Os gastos mundiais com serviços de telecomunicações e TV paga chegarão a US$ 1,53 bilhão em 2025, representando um aumento de 1,7% em relação ao ano anterior, de acordo com o estudo Worldwide Semiannual Telecom Services Tracker da IDC. A última previsão é um pouco mais otimista em comparação com a previsão publicada no início deste ano, pois pressupõe um crescimento 0,1 ponto percentual maior do valor total de mercado.
“A dinâmica regional permanece mista, com efeitos inflacionários, concorrência e tendências de receita média por usuário (ARPU) desempenhando um papel central na formação das trajetórias do mercado”, diz Kresimir Alic, diretor de Pesquisa de Serviços Mundiais de Telecomunicações da IDC.
A divisão por tipo de serviço de telecomunicações confirma que as tendências estabelecidas permanecem intactas, apesar dos ajustes nas previsões gerais do mercado. O celular continua a dominar, impulsionado pelo aumento do consumo de dados e pela expansão dos aplicativos M2M (Machine to Machine), que estão compensando os declínios nas receitas tradicionais de voz e mensagens.
Os serviços de dados fixos também devem crescer de forma constante, alimentados pela crescente demanda por conectividade de alta largura de banda. Em contraste, os gastos com serviços de voz fixa continuarão a diminuir, já que as perdas na voz TDM legada não estão sendo compensadas por ganhos na voz IP.
Embora o segmento tradicional de TV paga deva se contrair ligeiramente devido ao aumento das plataformas VoD e OTT, esses serviços ainda desempenharão um papel fundamental nas ofertas agrupadas de provedores de telecomunicações em todo o mundo.
O mercado global de serviços de conectividade está projetado para crescer a uma taxa anual composta de 1,5% nos próximos cinco anos, mantendo uma perspectiva cautelosamente otimista. Tal como salientado pelas recentes previsões do FMI, espera-se que o ambiente global do mercado seja menos estimulante do que nos anos anteriores, moldado pelo aumento do protecionismo e pela persistente incerteza económica em regiões-chave.
Embora a queda da inflação possa aliviar as pressões de custos, também é provável que reduza o aumento dos gastos com serviços de telecomunicações impulsionado pela inflação observado nos últimos ciclos. A instabilidade política em áreas como a Europa Oriental e o Oriente Médio adiciona mais complexidade ao cenário de crescimento. Mais notavelmente, a saturação nos mercados de telecomunicações maduros continua a ser a principal restrição à expansão, limitando o potencial de alta nos segmentos de serviços tradicionais.

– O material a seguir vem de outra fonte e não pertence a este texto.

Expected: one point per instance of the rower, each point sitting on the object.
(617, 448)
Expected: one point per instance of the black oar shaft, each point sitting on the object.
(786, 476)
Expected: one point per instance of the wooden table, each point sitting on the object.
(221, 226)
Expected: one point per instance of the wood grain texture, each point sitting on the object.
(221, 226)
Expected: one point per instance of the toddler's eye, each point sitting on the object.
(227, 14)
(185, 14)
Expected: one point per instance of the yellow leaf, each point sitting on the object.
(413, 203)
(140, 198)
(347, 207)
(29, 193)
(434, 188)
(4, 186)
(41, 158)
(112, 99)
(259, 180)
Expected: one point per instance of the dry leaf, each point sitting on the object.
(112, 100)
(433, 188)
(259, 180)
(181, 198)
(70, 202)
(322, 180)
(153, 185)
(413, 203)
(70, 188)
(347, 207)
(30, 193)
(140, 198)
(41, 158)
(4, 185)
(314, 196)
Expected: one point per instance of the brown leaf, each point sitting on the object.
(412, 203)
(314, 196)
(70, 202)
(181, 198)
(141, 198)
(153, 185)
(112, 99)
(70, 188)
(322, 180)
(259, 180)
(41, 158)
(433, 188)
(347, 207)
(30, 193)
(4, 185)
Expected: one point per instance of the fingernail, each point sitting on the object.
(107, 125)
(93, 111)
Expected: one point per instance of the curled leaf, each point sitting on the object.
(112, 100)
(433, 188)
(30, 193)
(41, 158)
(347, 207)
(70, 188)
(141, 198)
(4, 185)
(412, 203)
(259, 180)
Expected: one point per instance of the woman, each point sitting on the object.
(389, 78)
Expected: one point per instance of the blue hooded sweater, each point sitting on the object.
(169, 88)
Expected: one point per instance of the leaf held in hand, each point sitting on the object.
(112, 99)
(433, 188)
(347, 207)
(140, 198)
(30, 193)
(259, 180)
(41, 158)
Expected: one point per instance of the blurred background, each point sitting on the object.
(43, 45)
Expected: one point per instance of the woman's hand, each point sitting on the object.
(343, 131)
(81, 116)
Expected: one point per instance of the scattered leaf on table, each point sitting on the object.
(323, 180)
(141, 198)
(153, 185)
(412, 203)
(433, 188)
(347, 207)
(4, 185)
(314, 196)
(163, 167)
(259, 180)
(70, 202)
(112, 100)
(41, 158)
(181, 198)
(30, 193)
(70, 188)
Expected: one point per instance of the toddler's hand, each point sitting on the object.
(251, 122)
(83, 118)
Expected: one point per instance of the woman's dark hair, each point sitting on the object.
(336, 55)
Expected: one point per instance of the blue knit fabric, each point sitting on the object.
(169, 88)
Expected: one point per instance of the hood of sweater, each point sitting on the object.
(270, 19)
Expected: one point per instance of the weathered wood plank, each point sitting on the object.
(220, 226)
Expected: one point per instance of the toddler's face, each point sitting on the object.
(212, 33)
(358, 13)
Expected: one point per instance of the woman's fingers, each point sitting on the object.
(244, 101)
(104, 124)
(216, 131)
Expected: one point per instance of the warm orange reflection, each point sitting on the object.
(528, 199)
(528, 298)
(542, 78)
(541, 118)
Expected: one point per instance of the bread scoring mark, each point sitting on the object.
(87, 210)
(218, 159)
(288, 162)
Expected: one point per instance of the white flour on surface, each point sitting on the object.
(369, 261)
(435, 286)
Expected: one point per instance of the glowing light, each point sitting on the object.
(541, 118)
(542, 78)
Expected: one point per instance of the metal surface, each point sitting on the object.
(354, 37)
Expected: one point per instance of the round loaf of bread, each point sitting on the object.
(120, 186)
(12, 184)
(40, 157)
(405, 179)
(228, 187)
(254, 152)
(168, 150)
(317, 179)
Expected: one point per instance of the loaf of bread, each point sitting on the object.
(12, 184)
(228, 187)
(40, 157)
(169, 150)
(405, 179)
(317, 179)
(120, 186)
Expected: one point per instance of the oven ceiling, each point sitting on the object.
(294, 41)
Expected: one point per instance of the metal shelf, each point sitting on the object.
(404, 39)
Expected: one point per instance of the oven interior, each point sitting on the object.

“Nossas perspectivas para o mercado de telecomunicações da Ásia-Pacífico foram modestamente rebaixadas, refletindo a incerteza econômica em países-chave como China, Japão e Indonésia”, afirma Alic. “Por outro lado, a Índia continua a ter um desempenho superior, com um crescimento excepcional em ARPUs móveis, empurrando o mercado para uma expansão de dois dígitos e ajudando a compensar a erosão do valor regional. Nas Américas, as expectativas para a parte norte permanecem praticamente inalteradas, com ligeiras revisões para cima nos principais mercados latino-americanos. A região EMEA viu apenas ajustes marginais de previsão para baixo, mas ainda está projetada para superar outras regiões – impulsionada principalmente pela hiperinflação em mercados como Turquia, Egito e Nigéria, onde as taxas de crescimento nominal estão na casa dos dois dígitos”, comenta Alic.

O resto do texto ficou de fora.